Cite as: http://hdl.handle.net/21.11116/0000-0003-FDA7-4
Abstract
Oxidation of pyrite (FeS2) under anaerobic conditions in marine sediments is experimentally shown for the first time. In slurry experiments with 55FeS2 and a MnO2 rich marine sediment an oxidation of 55FeS2 was detected which decreased with depth and decreasing concentration of MnO2 in the sediment. FeS2 and iron sulfide (FeS) were oxidized chemically at pH 8 by MnO2 but not by nitrate or amorphic Fe(III) oxide.

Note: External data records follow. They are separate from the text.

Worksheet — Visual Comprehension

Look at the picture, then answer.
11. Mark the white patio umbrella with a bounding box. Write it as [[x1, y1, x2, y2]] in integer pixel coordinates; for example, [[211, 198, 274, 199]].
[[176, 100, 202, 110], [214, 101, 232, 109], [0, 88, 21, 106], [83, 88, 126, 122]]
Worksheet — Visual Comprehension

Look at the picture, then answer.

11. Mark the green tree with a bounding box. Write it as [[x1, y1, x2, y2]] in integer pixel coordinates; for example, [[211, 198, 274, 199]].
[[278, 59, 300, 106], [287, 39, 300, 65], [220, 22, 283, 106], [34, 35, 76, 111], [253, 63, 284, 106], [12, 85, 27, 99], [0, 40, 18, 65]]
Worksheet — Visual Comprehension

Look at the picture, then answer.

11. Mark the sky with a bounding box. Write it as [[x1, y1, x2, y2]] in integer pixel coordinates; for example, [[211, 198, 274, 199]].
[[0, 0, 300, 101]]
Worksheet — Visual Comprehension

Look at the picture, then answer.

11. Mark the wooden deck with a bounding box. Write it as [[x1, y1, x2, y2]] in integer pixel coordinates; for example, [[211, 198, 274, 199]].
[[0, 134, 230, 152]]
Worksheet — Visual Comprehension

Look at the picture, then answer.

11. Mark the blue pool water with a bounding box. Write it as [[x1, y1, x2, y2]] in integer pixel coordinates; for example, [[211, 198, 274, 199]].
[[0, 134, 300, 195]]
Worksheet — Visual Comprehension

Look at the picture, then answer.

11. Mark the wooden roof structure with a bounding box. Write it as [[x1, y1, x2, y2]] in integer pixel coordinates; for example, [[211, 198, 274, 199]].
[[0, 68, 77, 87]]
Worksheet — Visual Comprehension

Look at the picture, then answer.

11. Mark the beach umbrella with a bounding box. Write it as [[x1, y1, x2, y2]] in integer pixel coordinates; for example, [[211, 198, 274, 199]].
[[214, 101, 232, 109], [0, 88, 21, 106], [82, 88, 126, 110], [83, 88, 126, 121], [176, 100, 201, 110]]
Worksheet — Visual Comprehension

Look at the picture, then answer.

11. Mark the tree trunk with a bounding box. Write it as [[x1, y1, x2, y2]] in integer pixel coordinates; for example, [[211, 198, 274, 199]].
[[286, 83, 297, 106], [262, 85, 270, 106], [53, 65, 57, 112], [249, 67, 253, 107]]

Elemental sulfur and sulfate were the only products of FeS oxidation, whereas FeS2 was oxidized to a variety of sulfur compounds, mainly sulfate plus intermediates such as thiosulfate, trithionate, tetrathionate, and pentathionate. Thiosulfate was oxidized by MnO2 to tetrathionate while other intermediates were oxidized to sulfate. The reaction products indicate that FeS2 was oxidized via the “Thiosulfate-mechanism” and FeS via the “Polysulfide-mechanism” (Schippers and Sand, 1999). The processes are summarized by the overall equations: (1) FeS2+7.5 MnO2+11 H+→Fe(OH)3+2 SO42−+7.5 Mn2++4 H2O (2) FeS+1.5 MnO2+3 H+→Fe(OH)3+SO+1.5 Mn2+ For FeS2 oxidation the reaction rates related to the mineral surface area were 1.02 and 1.12 nmol m−2 s−1 for total dissolved S and total dissolved Fe, respectively. Since these values are in the same range as previously published rates for the oxidation of FeS2 by Fe(III), and since Fe(III) is a well-known oxidant for FeS2 even at circumneutral pH, Fe(III) is assumed also to be the oxidant for FeS and FeS2 in the presence of MnO2. At the iron sulfide surface, Fe(III) is reduced to Fe(II) which is reoxidized to Fe(III) by MnO2. Thus, an Fe(II)/Fe(III) shuttle should transport electrons between the surfaces of the two solid compounds.